Quelle est la balance des avantages et inconvénients ? C’est une proposition de confort au final assez légère et mineure dans nos vies. Si on parle des services administratifs, à la limite, mais quelle est la grande différence, est-ce que c’est vraiment si dur de se déplacer à la préfecture pour faire une carte grise ? Est-ce qu’on gagne tant de temps que ça ? Et puis il y a cet effet rebond, on nous fait gagner du temps d’un côté mais ce temps nous le perdons à utiliser d’autres services numériques que nous n’aurions pas utilisés autrement.

Moi je suis par exemple dans l’Education Nationale, on nous impose en permanence des outils numériques et c’est beaucoup plus compliqué, chronophage ; on nous fait faire des choses qu’on ne nous faisait pas faire avant, au seul prétexte que c’est possible grâce au numérique, et on se retrouve avec des tâches complètement irrationnelles. On va passer un temps fou à mettre des infos sur un livret scolaire en ligne alors qu’avec un crayon ça allait beaucoup plus vite.

Est-ce que ce n’est pas un combat perdu d’avance ?
C’est une question que je me pose souvent, c’est vrai que parfois on perd un peu espoir. Moi je pense que c’est perdu d’avance sur l’aspect global, mais les luttes autour de ces sujets pourraient permettre de créer des îlots de libertés qui fonctionneraient en dehors de cette omniprésence. Pour donner un exemple, j’ai fait aussi partie d’une association sur Grenoble qui s’appelle Rézine, qui est un fournisseur d’accès internet associatif qui travaille à un Internet libre, sans filtrage, sans bridage, sans censure etc. Des FAI comme ça il y en a partout en France, ils se sont regroupés au sein de la FFDN pour apporter un Internet neutre aux citoyens. J’imagine bien que des opérateurs comme Rézine n’arriveront pas à prendre la place d’Orange sur le marché national, tout comme on n’arrivera pas à remettre des milliers de cabines en France, mais il y a l’aspect symbolique, montrer que c’est possible de faire autrement et que ça marche super bien, et puis ça permet d’avoir un îlot, les gens qui le souhaitent ont accès à une alternative, comme Framasoft le fait pour les services en ligne.

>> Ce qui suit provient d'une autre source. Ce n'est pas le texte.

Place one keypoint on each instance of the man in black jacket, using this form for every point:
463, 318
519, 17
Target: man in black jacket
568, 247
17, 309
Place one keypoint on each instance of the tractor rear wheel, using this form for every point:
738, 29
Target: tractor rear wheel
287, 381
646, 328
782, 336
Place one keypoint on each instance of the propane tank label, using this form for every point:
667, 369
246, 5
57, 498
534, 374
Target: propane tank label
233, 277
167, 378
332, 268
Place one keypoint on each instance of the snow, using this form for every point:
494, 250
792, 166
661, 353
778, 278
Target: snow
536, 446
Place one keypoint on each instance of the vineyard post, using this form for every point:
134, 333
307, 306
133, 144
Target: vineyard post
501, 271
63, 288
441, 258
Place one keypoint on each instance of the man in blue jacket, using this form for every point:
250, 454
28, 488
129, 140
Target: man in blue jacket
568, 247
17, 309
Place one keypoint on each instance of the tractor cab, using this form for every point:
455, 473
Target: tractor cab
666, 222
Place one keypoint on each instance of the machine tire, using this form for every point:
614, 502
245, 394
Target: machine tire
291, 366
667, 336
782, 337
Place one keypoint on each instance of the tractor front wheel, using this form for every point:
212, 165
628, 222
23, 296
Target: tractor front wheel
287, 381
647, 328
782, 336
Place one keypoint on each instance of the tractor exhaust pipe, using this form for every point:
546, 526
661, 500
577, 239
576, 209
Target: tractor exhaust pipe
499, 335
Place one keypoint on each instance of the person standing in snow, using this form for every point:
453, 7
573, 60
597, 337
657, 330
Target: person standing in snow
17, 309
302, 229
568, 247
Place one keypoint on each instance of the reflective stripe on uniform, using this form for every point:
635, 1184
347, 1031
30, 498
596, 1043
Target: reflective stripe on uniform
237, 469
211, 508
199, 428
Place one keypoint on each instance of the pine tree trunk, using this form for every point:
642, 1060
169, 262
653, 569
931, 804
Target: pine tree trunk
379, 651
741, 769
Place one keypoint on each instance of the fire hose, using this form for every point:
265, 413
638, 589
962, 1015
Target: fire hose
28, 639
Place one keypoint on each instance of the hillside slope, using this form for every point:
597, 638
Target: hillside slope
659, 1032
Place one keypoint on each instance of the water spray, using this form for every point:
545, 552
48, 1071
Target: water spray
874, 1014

Quels conseils donneriez-vous à ceux qui souhaiteraient s’émanciper numériquement ?
Déjà trouver des alternatives, Framasoft est une bonne entrée pour comprendre qu’il y a plein d’alternatives à Google et autres. Aussi, utiliser un navigateur comme Firefox dans lequel il y a déjà un niveau de sécurisation des données qui est pas mal et auquel on peut ajouter des extensions pour vraiment bétonner la chose. Puis passer à un système d’exploitation Linux si possible, mais ce sont des actions qui demandent pas mal d’investissement… Et pour être plus radical, je dirais ne pas utiliser de smartphone, parce que gérer ses données perso avec un smartphone, ça va être compliqué, ou alors il faut installer un système libre, comme LinageOs, mais il faut savoir le faire, c’est pas évident du tout, donc ce que j’ai envie de dire que pour moi le mieux est de se passer de smartphone. C’est peut-être radical mais ce serait la solution la plus simple.

Quels projets ou évènements à venir pour l’OIRCT ?
On a installé une deuxième cabine il n’y a pas longtemps, suite à la demande d’un collectif qui en voulait une sur ses locaux. Les choses se font au fur et à mesure. On attend aussi la décision du budget participatif à Grenoble, pour lequel nous sommes encore en lice, il faudrait qu’on soit dans les premiers pour que notre projet en profite : installer vingt-deux cabines à Grenoble, en les adossant à des services de la ville, les Maisons des habitants par exemple, et des bibliothèques ou des lieux où le réseau interne serait utilisable directement.